Harald Welte laforge at gnumonks.org
Fri Mar 26 19:38:59 UTC 2021


Hi Bernhard,

On Thu, Mar 18, 2021 at 12:16:59PM +0100, Bernhard E. Reiter wrote:
> did you know that 
>   https://en.wikipedia.org/wiki/Rich_Communication_Services
> is a standard that aims at replacing SMS,

yes - but then I guess I'm as deep as one can get in terms of telecom
protocols and specs ;)

> After discovering this yesterday, I wondered, why didn't I hear about this 
> before? 

For sure within the telecom operator domain it is not a new topic, as you can
see from the number of deployments during the past couple of years.  It's the
desperate attempt by operators to not loose all of the SMS revenue to
internet messaging services.

> Does somebody know more?

Unfortunately I've never studied it in detail, at Osmocom we mostly work on
the lower-layer protocol stacks.

>   * Is this really an open standard (like we define it [1])
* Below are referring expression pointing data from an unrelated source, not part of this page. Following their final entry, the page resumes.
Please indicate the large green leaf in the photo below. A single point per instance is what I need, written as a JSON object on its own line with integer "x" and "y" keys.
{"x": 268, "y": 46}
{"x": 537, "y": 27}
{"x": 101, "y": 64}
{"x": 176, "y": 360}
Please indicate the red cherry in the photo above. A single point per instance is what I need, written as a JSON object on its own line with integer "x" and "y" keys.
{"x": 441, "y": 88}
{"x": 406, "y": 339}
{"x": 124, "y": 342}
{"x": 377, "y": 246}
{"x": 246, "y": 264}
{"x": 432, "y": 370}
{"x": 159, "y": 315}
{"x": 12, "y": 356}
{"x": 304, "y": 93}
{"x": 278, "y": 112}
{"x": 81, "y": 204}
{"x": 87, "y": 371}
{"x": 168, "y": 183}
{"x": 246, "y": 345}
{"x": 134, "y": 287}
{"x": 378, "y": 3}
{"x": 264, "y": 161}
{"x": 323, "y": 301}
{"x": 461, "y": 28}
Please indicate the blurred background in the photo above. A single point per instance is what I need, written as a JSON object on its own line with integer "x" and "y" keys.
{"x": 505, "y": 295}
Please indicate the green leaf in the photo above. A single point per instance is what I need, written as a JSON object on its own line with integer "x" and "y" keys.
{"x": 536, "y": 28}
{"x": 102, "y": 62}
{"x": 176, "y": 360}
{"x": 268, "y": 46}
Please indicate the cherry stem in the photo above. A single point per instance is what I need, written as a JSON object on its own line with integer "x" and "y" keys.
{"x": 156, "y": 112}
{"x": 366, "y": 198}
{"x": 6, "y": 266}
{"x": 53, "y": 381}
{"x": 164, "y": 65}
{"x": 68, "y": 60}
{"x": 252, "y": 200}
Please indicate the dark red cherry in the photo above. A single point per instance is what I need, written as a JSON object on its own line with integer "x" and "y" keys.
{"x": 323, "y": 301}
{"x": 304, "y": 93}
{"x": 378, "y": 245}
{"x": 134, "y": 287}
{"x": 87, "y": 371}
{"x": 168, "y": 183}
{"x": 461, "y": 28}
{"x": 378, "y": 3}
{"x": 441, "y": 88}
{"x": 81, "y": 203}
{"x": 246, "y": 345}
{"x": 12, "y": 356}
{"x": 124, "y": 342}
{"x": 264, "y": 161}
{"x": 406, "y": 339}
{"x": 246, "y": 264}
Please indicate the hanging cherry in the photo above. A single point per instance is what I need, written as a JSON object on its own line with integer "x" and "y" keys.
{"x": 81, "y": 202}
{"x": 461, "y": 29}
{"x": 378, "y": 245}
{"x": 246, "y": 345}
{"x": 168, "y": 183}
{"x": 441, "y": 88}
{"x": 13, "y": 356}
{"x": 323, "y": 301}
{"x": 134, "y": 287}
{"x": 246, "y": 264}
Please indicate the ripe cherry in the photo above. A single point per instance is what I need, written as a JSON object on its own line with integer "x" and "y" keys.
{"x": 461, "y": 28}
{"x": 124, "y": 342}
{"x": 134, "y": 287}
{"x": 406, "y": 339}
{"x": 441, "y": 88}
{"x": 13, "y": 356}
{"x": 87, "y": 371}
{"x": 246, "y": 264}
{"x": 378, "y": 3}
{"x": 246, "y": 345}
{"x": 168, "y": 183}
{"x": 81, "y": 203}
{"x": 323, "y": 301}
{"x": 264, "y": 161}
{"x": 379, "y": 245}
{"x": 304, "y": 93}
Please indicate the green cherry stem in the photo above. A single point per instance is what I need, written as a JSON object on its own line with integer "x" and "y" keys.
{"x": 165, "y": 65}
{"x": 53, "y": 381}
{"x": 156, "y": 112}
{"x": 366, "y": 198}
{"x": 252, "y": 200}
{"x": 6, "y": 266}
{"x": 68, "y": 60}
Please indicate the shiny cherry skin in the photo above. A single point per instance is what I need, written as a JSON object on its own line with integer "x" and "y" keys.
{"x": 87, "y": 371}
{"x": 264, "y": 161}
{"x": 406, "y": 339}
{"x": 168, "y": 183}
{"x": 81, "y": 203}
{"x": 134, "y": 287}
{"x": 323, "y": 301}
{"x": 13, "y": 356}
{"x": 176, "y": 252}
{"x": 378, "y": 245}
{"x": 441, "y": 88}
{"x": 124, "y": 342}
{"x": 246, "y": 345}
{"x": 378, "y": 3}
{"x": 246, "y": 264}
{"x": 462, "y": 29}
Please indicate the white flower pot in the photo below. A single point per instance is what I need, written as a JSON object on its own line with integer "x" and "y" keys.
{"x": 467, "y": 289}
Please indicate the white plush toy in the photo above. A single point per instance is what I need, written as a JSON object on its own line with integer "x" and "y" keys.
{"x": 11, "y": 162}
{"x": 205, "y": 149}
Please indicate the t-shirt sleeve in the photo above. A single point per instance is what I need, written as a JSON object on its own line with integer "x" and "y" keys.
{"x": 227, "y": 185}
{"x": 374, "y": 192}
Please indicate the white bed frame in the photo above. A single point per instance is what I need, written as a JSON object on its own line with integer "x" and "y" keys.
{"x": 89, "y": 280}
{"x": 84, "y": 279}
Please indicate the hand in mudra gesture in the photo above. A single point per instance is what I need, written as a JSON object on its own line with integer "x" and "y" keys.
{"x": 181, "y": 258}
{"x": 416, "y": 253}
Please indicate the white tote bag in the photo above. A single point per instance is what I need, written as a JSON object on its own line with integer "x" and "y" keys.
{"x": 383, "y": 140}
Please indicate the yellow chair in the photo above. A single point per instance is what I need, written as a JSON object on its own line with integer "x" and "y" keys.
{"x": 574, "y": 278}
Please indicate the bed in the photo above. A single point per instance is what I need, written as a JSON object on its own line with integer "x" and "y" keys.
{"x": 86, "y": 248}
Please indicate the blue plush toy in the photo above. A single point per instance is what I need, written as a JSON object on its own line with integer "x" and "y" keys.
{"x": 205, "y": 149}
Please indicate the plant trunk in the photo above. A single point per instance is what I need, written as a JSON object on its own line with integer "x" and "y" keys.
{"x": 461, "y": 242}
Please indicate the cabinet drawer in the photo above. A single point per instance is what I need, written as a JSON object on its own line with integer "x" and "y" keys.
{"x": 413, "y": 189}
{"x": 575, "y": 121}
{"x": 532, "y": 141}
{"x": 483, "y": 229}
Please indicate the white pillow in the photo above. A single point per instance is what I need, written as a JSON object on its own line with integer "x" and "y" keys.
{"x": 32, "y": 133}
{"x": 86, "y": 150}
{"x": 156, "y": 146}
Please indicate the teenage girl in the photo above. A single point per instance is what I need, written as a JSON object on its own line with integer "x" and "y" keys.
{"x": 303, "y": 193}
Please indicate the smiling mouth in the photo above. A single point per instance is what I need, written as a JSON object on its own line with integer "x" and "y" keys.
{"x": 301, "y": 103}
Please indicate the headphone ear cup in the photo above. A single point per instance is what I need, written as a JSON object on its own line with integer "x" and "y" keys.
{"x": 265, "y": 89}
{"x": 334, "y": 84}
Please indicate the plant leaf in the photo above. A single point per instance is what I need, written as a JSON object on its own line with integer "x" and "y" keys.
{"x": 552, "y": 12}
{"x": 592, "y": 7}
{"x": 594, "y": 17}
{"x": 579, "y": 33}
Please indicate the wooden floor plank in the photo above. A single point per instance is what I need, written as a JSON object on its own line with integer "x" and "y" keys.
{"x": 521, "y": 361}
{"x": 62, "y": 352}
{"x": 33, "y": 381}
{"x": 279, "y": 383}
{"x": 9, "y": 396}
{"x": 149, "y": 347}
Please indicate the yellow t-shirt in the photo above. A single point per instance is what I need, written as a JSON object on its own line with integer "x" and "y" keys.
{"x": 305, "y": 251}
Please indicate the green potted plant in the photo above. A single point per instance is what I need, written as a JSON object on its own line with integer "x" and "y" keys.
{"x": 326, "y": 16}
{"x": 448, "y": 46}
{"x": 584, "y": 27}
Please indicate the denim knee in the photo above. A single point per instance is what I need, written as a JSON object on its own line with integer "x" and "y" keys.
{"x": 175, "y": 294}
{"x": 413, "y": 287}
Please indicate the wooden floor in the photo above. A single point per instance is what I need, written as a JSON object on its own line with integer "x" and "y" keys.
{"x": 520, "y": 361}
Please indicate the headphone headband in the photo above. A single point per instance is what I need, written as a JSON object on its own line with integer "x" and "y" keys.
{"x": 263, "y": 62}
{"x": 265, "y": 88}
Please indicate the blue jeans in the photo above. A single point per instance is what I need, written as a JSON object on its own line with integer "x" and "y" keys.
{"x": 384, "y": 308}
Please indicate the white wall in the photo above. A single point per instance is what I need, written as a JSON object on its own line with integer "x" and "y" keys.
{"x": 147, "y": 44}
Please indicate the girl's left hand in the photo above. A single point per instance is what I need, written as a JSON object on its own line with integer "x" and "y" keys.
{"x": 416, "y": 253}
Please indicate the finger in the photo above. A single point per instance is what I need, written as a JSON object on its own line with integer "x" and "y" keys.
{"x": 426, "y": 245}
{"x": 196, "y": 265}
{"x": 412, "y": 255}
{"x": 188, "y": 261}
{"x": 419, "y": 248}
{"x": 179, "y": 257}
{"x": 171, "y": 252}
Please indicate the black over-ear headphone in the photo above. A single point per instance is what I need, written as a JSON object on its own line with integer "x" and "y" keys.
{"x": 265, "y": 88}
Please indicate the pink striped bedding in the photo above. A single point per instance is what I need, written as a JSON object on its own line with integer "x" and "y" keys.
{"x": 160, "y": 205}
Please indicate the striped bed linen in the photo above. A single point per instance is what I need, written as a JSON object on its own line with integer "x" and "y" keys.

It is specified by 3GPP and OMA, both organizations have a long history of fully
publishing the standards to the general public free of charge.  However, their
specs are normally heavily patent-encumbered and you will need to obtain patent
licenses from the individual patent holders.  Or simply not care and wait until
you become relevant enough to be sued.

>   * Why isn't Apple participating yet?

As if apple would ever want to voluntarily participate in an open, interoperable,
standards-based system, if they can just as well continue to push their own walled
garden.

In general there is the obvious struggle between:

* the large internet corporations wanting to lcck their users into whatever is their
  own walled garden

* the mobile operators who use to be able to provide telephony and text message services
  based on interoperable international standards for many decades.  RCS is their approach
  to translate this into the 21st century.

>   * Can non-Google phones run it (Like /e/, LineageOS-MicroG or SailfishOS,
>     iOS)

Technically, RCS is based on TCP/IP and uses the services of IMS.  IMS is the IP
Multimedia System, which is what implements voice calls (and optionally SMS)
for VoLTE and Vo5G.

Normally, the modem establishes a separate second IP tunnel/connection to the
network, which is not the one you use for public IP access from your apps or for
tethering / mobile hot spot.

That second IP tunnel has its own phone-side IP address, and typically even uses
an additional layer of encryption via IPsec.  Over that there is SIP for VoLTE,
and also RCS.

The problem is now that while cellphones finally use IETF-derived VoIP protocols
for telephony, all of this is not implemented on the application processor but
typically inside the modem.  This means unless you know how to access this separate
IP tunnel used for IMS from the application processor, you would not be able to
write a FOSS or 3rd party RCS client.

> ps.: Does someone remember "co -l" "ci" with real rcs? >;)

I actually still use it occasionally!